Sobre meus próprio pés

03:37

 cadeira de rodas abandonada no parque

Morava em mim. Confesso que nunca tive alguém tão presente em minha vida, mas agora sentia que essa proximidade estava me desfazendo pouco a pouco.
Lentamente uma parte de mim se esvaia, me deixando. E imaginava toda ela substituída pela escuridão.
Eu não sabia quanto tempo teria então conviveria com essa angústia pelo resto dos meus dias. A escuridão habitando um lugar tão profundo e meu onde vários médicos não sabiam chegar. Seria eu tomada pelas sombras?
Quanto tempo uma pequena vela pode suportar? Quantos cômodos ela é capaz de iluminar sozinha? Ah, sozinha. Eu estava sozinha quando aconteceu, quando essa escuridão me tomou.
Mas não. Eu não seria totalmente escuridão. Nem todo mal é inteiramente mal. Eu teria minha vingança. Daria o troco na vida e no que ela havia me tirado. Ainda que não fosse feliz, faria com que outros fossem. Sei que muitos se perguntariam porque eu ria tanto com tantos motivos para me lamentar. Mas, eu não me importava. Não faria o que essa doença quer.

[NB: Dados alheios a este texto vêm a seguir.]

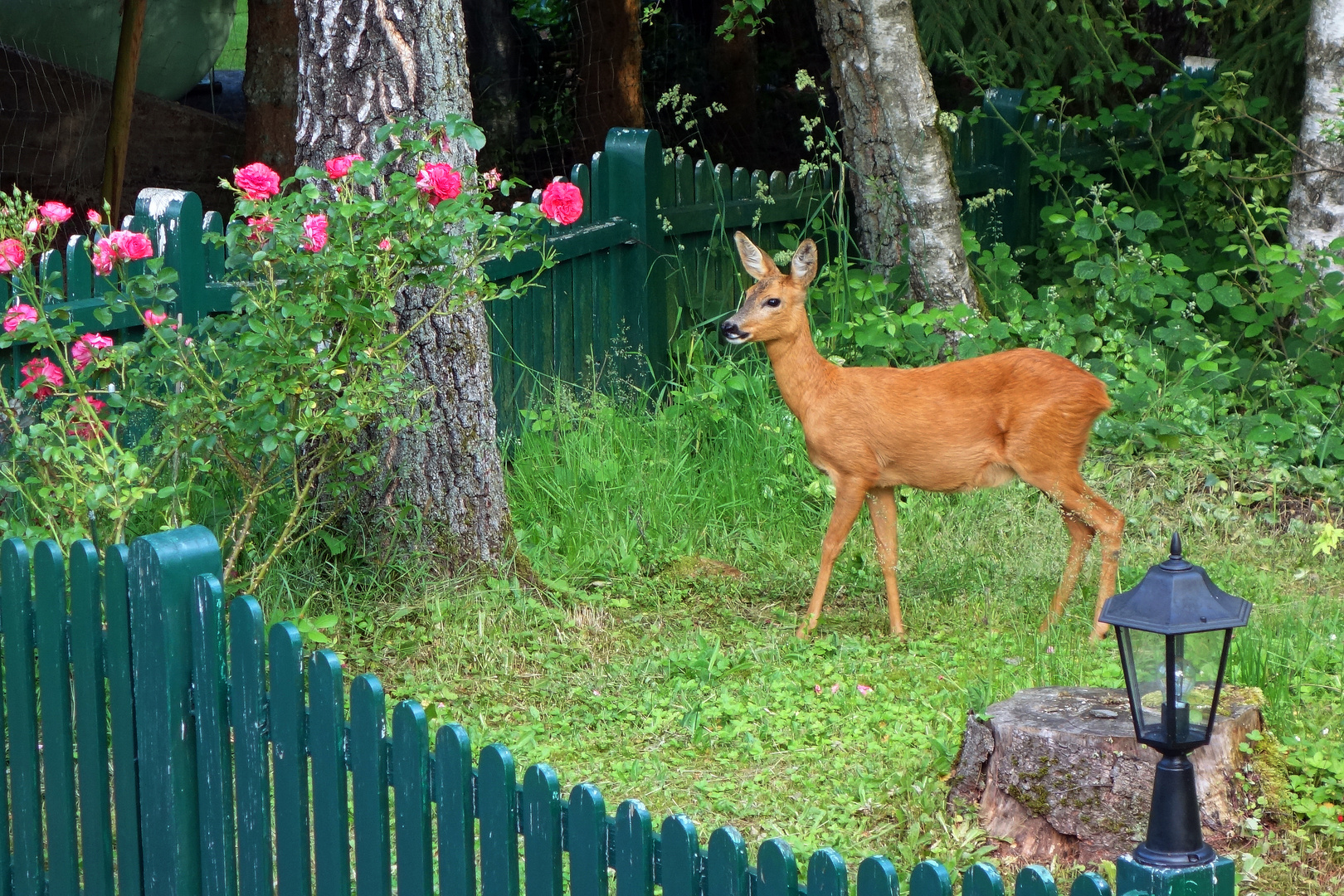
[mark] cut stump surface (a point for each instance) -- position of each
(1057, 772)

E nesses meses, em que a minha vingança começou, ouvi dizerem o quanto eu era uma pessoa iluminada. Logo eu, a pequena vela! Eles não enxergavam a escuridão dentro de mim, ela estava trancada e eu não a deixaria sair, mesmo que me consumisse.
Acreditei por muito mais tempo do que alguém pode aguentar, que a luz fora de mim afugentaria os tentáculos dessa doença maligna para que não alcançasse os olhos de ninguém. Que não os pegaria, que não tiraria deles o mesmo que tirou de mim. Acreditei até perceber estar exposta.

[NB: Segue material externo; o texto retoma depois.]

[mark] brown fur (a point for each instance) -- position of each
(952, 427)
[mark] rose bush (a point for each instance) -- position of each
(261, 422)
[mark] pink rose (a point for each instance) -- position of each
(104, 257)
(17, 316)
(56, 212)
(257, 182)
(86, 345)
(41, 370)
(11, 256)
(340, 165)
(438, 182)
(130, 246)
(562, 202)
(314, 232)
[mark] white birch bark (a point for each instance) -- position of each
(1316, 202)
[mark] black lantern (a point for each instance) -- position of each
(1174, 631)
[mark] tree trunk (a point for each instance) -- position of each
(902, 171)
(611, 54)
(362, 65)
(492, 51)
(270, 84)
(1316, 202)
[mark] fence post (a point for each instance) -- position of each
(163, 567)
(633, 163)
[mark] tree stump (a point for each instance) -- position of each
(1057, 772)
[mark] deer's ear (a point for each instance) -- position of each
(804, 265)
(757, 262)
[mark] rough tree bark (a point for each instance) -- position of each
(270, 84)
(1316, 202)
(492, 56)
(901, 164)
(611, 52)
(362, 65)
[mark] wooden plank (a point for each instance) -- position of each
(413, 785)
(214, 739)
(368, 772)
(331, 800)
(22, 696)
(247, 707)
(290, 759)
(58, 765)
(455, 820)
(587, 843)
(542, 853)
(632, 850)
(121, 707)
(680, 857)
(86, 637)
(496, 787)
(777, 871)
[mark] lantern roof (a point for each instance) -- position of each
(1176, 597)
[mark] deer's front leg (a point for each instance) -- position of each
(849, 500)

Mesmo limitada eu costumava sair. Com o sol ainda fraco no céu o vento no rosto me fazia tranquila. No entanto, nessa manhã, não fora assim. Ele estava no parque próximo a minha casa e me olhava. Não era cumplicidade, estranheza, ou ainda, pena. Era algo que eu não conhecia apesar de tantos anos.

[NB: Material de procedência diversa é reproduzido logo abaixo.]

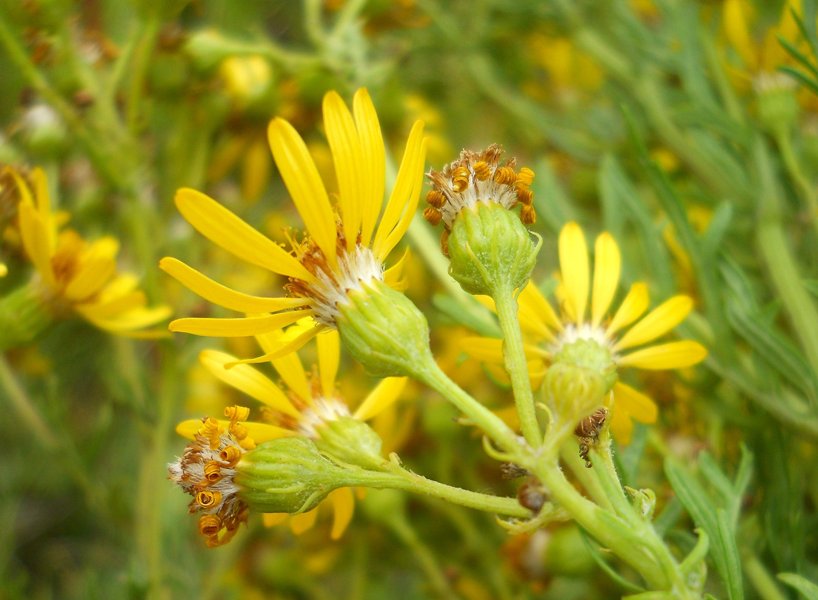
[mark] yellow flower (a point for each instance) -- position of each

Olhei nos seus olhos e soube. Além da luz, onde médico algum alcançara, ele enxergava. Ele via a escuridão. Baixei os olhos e dei meia volta.
Ele correu até mim. Eu não podia correr. Disse tantas coisas, eu disse tantas outras. Eu não podia correr e agora sei porque.
O acaso não existe. Nenhuma folha cai se não for o seu destino e os caminhos não se cruzam porque homens construíram estradas. Não, eu não sei se um dia estarei de novo sobre os meus próprios pés. Sei somente que estarei onde deveria estar. Porque todos tem a Deus, mas nem todos tem fé.